The President's Commission on the Status of Women
The program of the Women's Bureau spoke to the unresolved problems in women's lives, and the President's Commission on the Status of Women was its centerpiece. Emerging in part from the animus of the Women's Bureau coalition against the ERA, the commission succeeded in undermining the amendment. But its role was not merely negative. Peterson, Arthur Goldberg, and John Kennedy recognized the hardships caused by the injustices that the ERA sought to correct. Women were often denied the right to serve on juries; some states gave husbands total control of family income or barred women from certain professions; the right to contract, own, and convey property or to establish domicile was available to women only within limits. In addition, women in the labor force consistently earned lower wages than did men, and they had fewer opportunities for advancement. Even the adversaries of constitutional equality recognized the need to better women's condition.
Using models provided by the civil rights movement (federal commissions, legislation, executive orders) and drawing on the same liberal ideology of individual equality, these advocates for women's rights—at a time of continuing ambivalence about appropriate roles for women—addressed many of the legal and extralegal inequities women faced. The commission affirmed the primacy of women's traditional roles, and the tension between this ideal and the simultaneous quest for expanded opportunities for women as paid workers pervaded all the commission's discussions and recommendations. At the same time, however, the commission also conferred new respect on the subject of equality for women, and it forged into one agenda the proposals of the three diverse groups fighting for women's opportunities: the proponents of constitutional equality, the advocates of increased opportunity in the workplace, and those who sought appointments for women.
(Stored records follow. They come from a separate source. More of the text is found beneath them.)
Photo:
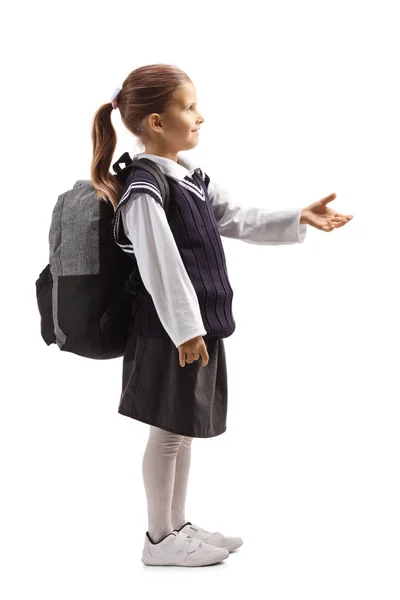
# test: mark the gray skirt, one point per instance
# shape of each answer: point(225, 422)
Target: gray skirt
point(190, 400)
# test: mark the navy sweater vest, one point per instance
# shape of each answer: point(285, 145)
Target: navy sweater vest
point(195, 230)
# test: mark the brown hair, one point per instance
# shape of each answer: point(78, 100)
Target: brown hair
point(146, 90)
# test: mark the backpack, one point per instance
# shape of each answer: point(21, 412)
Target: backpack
point(85, 294)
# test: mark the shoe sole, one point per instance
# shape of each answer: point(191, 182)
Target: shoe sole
point(202, 563)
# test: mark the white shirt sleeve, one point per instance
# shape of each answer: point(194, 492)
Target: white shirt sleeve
point(161, 268)
point(255, 225)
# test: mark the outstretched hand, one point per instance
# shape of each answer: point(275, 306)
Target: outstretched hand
point(320, 216)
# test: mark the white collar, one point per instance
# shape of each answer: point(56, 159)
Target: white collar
point(183, 168)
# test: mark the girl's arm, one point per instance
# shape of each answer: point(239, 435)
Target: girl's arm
point(255, 225)
point(161, 268)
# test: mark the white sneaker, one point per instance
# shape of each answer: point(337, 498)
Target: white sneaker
point(181, 550)
point(212, 538)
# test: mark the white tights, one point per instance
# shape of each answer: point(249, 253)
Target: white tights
point(166, 464)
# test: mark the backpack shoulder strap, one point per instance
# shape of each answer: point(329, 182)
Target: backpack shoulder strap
point(147, 165)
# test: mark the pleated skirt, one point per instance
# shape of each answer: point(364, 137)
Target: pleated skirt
point(190, 400)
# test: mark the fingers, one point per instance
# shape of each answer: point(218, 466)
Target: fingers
point(328, 198)
point(184, 358)
point(335, 222)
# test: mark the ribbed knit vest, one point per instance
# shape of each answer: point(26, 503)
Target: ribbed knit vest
point(195, 230)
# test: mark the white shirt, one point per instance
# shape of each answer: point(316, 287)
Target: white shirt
point(160, 264)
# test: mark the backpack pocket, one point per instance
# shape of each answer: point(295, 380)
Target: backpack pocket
point(44, 290)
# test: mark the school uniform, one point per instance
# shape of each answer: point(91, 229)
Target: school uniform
point(184, 291)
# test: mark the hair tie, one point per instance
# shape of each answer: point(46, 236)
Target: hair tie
point(114, 96)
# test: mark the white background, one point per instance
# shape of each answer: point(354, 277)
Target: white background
point(300, 100)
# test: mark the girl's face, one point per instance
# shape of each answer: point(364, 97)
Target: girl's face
point(174, 128)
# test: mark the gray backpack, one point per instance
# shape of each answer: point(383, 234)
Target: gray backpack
point(85, 293)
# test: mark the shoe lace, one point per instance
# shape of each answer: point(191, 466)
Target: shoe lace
point(192, 543)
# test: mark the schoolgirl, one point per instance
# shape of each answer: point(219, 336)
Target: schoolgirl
point(174, 368)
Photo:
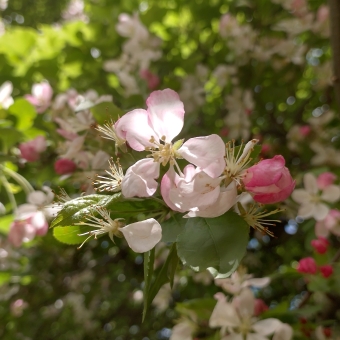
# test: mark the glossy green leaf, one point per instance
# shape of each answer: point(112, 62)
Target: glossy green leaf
point(217, 244)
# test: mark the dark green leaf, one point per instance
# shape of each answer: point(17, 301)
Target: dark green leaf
point(217, 244)
point(172, 227)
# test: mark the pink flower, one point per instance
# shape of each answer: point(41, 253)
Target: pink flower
point(269, 181)
point(151, 78)
point(307, 265)
point(26, 227)
point(325, 179)
point(326, 270)
point(320, 245)
point(31, 150)
point(41, 96)
point(305, 130)
point(330, 224)
point(64, 166)
point(260, 307)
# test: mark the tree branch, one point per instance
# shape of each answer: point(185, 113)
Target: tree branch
point(334, 10)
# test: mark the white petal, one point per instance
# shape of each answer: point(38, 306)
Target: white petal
point(258, 283)
point(166, 113)
point(310, 183)
point(142, 236)
point(139, 179)
point(267, 326)
point(206, 152)
point(331, 193)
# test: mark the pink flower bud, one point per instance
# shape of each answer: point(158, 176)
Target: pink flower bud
point(269, 180)
point(320, 245)
point(307, 265)
point(326, 270)
point(325, 179)
point(305, 130)
point(64, 166)
point(260, 307)
point(30, 151)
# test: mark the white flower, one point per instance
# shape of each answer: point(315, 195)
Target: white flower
point(312, 199)
point(237, 319)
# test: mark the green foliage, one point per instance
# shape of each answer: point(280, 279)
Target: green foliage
point(217, 244)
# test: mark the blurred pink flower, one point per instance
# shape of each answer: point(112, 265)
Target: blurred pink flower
point(269, 181)
point(31, 150)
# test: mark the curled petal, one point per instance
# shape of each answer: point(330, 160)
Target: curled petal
point(142, 236)
point(205, 152)
point(135, 129)
point(139, 179)
point(166, 113)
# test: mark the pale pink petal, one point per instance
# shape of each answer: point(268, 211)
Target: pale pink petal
point(224, 202)
point(331, 193)
point(166, 113)
point(139, 179)
point(142, 236)
point(320, 211)
point(245, 303)
point(310, 183)
point(300, 196)
point(205, 152)
point(267, 326)
point(258, 282)
point(134, 127)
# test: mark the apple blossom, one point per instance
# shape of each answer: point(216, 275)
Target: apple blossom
point(41, 96)
point(141, 236)
point(312, 201)
point(331, 224)
point(5, 95)
point(326, 270)
point(325, 179)
point(64, 166)
point(31, 150)
point(307, 265)
point(320, 245)
point(269, 181)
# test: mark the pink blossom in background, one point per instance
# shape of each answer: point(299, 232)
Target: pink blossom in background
point(26, 227)
point(305, 130)
point(260, 307)
point(151, 79)
point(325, 179)
point(326, 270)
point(320, 245)
point(64, 166)
point(307, 265)
point(331, 224)
point(30, 151)
point(41, 96)
point(269, 181)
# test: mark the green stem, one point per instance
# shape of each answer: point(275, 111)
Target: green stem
point(7, 187)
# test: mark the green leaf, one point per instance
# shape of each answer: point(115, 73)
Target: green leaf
point(172, 227)
point(105, 111)
point(165, 275)
point(70, 235)
point(76, 210)
point(24, 113)
point(217, 244)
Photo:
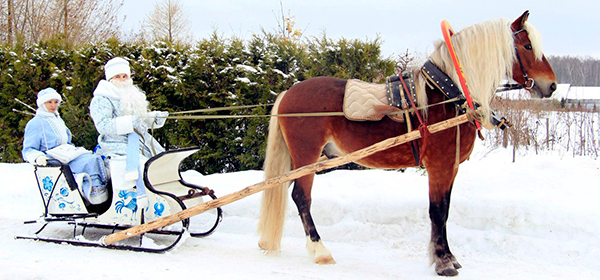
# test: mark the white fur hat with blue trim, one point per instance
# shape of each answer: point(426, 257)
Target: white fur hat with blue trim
point(46, 95)
point(116, 66)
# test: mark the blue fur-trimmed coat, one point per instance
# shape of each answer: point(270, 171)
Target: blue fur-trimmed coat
point(114, 127)
point(42, 134)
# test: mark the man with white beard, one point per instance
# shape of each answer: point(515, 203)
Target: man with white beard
point(122, 117)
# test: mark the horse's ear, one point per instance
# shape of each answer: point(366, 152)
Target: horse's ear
point(519, 23)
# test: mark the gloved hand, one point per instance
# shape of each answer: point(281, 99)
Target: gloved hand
point(158, 117)
point(139, 124)
point(41, 160)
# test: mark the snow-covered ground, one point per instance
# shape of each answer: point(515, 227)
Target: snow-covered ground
point(537, 218)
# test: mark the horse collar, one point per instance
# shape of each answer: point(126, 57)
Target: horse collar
point(437, 78)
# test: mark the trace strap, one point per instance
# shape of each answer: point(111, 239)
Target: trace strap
point(447, 31)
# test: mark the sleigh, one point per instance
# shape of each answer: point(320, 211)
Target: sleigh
point(69, 217)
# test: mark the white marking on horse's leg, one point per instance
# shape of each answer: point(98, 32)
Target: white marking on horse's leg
point(318, 251)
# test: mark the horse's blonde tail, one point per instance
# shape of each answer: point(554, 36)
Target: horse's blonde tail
point(274, 200)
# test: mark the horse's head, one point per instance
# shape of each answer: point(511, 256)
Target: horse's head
point(531, 69)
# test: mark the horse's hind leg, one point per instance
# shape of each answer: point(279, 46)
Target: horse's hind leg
point(302, 198)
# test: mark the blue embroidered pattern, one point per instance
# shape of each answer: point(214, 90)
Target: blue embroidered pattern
point(47, 183)
point(132, 204)
point(159, 208)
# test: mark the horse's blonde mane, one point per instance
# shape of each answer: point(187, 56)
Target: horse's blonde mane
point(486, 52)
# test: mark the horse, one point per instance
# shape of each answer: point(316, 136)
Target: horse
point(489, 53)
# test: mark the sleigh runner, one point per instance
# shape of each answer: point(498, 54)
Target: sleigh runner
point(166, 194)
point(306, 122)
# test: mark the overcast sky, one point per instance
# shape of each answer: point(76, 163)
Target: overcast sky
point(567, 27)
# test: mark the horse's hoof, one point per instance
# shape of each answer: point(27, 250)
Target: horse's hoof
point(326, 259)
point(456, 265)
point(267, 246)
point(447, 272)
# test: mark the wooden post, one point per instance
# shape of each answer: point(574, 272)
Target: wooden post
point(294, 174)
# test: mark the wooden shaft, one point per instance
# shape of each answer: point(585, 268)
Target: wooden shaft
point(294, 174)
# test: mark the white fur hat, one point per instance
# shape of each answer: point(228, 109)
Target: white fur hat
point(116, 66)
point(47, 94)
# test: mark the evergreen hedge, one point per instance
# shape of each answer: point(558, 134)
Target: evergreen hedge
point(214, 72)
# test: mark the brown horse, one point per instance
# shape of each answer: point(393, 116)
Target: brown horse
point(489, 52)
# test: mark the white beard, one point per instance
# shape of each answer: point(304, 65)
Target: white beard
point(133, 99)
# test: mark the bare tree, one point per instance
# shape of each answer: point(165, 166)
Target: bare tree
point(168, 22)
point(73, 21)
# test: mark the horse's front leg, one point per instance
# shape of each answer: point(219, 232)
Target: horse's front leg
point(439, 251)
point(302, 198)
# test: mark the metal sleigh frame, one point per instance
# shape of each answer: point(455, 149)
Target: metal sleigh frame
point(64, 203)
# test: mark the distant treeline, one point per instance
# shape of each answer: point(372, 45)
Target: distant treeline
point(575, 70)
point(214, 72)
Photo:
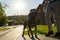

At its conclusion in 1963, the commission proposed, and President Kennedy established, two continuing federal bodies to monitor action on the status of women. State legislatures and governors followed the presidential model and instituted their
own commissions on the status of women, developing a national network of women and men knowledgeable and concerned about the position of women in society.
When ERA supporters succeeding in adding to the Civil Rights Act of 1964 a provision protecting the employment rights of women, many women activists responded with hesitation because of the conflict between women's role in the labor force and their responsibilities in the home, which the president's commission had left unresolved. But the disdain with which the Equal Employment Opportunity Commission treated its obligation to enforce this section of the law catalyzed the network created by the presidential commission of those involved in women's issues and led to the formation of the first women's rights group of the new wave of feminism, the National Organization for Women.